これで、`make`(または`go generate && go build`)を実行して、新しいプラグインで使用できる`coredns`バイナリを取得できます。このバイナリは、`-plugins`で呼び出されたときに`dns.whoami`を含める必要があります。

5. 使用する

Corefileを書き込みます。

. {
    whoami
}

これは、ルート`.`とその下に対して権威のあるものになることを意味します。つまり、すべての可能なクエリがこの節にヒットします。そして、各リクエストに対して`whoami`を呼び出します。

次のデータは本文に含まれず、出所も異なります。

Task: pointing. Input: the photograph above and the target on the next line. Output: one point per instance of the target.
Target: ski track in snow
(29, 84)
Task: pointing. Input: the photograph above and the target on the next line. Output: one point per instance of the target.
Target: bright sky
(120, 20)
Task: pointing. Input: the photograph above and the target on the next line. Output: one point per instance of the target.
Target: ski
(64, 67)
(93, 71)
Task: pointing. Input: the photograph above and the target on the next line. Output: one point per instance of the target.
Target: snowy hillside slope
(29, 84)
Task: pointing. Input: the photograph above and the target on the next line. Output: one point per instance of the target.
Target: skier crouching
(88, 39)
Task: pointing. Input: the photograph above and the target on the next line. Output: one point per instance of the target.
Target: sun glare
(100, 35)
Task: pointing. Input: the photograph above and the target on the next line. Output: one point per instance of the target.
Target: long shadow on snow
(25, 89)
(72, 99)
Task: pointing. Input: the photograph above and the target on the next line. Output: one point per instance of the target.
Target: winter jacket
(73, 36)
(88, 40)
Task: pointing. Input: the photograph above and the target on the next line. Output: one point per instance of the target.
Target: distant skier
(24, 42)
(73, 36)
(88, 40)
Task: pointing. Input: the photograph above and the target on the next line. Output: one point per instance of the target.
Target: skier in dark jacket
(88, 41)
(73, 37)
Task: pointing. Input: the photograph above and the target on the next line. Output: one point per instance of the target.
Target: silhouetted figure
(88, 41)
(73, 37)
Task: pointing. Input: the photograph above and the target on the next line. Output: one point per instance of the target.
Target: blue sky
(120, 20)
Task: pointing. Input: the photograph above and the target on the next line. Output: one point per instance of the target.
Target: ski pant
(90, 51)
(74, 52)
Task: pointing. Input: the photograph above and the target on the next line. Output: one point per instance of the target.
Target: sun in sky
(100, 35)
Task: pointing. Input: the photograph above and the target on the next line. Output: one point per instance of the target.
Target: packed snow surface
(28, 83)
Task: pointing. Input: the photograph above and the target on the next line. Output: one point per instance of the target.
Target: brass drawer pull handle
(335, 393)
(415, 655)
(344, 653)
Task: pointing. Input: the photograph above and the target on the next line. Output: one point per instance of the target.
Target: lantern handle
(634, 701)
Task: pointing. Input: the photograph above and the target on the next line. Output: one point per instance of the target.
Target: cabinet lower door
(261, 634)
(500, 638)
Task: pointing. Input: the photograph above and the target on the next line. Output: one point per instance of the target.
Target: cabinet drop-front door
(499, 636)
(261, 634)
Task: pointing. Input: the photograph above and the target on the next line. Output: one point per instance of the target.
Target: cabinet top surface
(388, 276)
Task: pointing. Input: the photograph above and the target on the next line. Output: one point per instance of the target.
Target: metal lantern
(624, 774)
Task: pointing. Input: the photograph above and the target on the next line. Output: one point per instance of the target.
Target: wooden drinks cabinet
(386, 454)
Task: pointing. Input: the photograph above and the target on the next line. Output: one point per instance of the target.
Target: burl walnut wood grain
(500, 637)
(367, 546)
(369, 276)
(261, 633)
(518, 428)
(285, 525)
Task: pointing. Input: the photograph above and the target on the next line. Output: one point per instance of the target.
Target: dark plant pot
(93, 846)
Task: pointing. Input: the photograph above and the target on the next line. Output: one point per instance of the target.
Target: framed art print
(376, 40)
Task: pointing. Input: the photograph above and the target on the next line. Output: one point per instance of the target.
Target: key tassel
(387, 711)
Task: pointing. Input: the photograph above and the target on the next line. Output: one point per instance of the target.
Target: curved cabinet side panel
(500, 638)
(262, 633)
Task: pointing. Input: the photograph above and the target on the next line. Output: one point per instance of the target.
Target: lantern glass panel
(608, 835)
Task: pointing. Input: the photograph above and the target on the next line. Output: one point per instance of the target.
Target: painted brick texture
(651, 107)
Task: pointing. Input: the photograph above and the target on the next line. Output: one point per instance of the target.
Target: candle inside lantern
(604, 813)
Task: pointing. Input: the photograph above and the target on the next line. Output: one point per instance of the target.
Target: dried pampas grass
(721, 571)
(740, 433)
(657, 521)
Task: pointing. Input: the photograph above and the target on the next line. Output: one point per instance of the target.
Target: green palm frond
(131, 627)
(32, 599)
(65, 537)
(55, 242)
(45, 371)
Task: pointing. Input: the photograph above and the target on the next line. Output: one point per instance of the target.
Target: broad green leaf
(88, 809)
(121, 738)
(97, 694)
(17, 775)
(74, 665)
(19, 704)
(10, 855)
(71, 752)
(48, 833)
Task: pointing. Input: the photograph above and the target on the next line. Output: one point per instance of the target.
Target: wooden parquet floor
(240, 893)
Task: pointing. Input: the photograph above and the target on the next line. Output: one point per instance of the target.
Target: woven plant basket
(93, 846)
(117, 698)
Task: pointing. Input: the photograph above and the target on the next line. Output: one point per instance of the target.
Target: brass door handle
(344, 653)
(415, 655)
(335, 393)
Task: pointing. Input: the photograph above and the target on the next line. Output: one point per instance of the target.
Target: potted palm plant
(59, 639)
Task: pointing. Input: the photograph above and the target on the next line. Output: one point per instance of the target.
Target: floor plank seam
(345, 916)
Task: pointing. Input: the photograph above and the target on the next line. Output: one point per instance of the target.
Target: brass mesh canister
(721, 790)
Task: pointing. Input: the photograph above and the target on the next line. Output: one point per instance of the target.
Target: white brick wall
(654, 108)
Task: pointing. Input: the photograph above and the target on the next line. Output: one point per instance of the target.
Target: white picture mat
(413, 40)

次のようにしてCoreDNSを起動します:`coredns -conf Corefile -dns.port 1053`。いくつかの注意事項があります。CoreDNSは現在のディレクトリでCorefileを探しますので、`-conf Corefile`は完全性のためにここでのみ指定されています。`-dns.port`はCoreDNSをポート1053で起動するため、rootとして実行する必要はありません。

CoreDNSは次のように出力します。

.:1053
CoreDNS-1.6.4
linux/amd64, go1.13.1, b139ba3

`.:1053`は、Corefileを解析し、ルート`.`ゾーンとその下のクエリに対してポート1053でリスンしていることを示しています。

そこで、`dig`でクエリを送信してみましょう。

% dig +nocmd @localhost mx example.org -p1053 +noall +additional
example.org.		    0	IN	A	127.0.0.1
_udp.example.org.		0	IN	SRV	0 0 58359 .

素晴らしい。動作しています。応答を確認すると、このリクエストはポート58359からUDP経由でIPv4を使用して送信されました。

TCPを使用してみましょう。

% dig +nocmd @localhost a example.org -p1053 +noall +additional +tcp
example.org.		0	IN	A	127.0.0.1
_tcp.example.org.	0	IN	SRV	0 0 33435 .

はい、今回はTCPを使用したこと(そしてもちろん別のポートを使用したこと)が正しく認識されています。

CoreDNSにはすでに多くの異なるプラグインがあります。新しくエキサイティングなプラグインは常に歓迎されます。アイデアがあれば、トラッカーで問題を開いてください。

これは、CoreDNSプラグインの記述に関する以前のブログの更新版です。

より単純な、単なる例として機能するプラグインについては、サンプルプラグインも参照してください。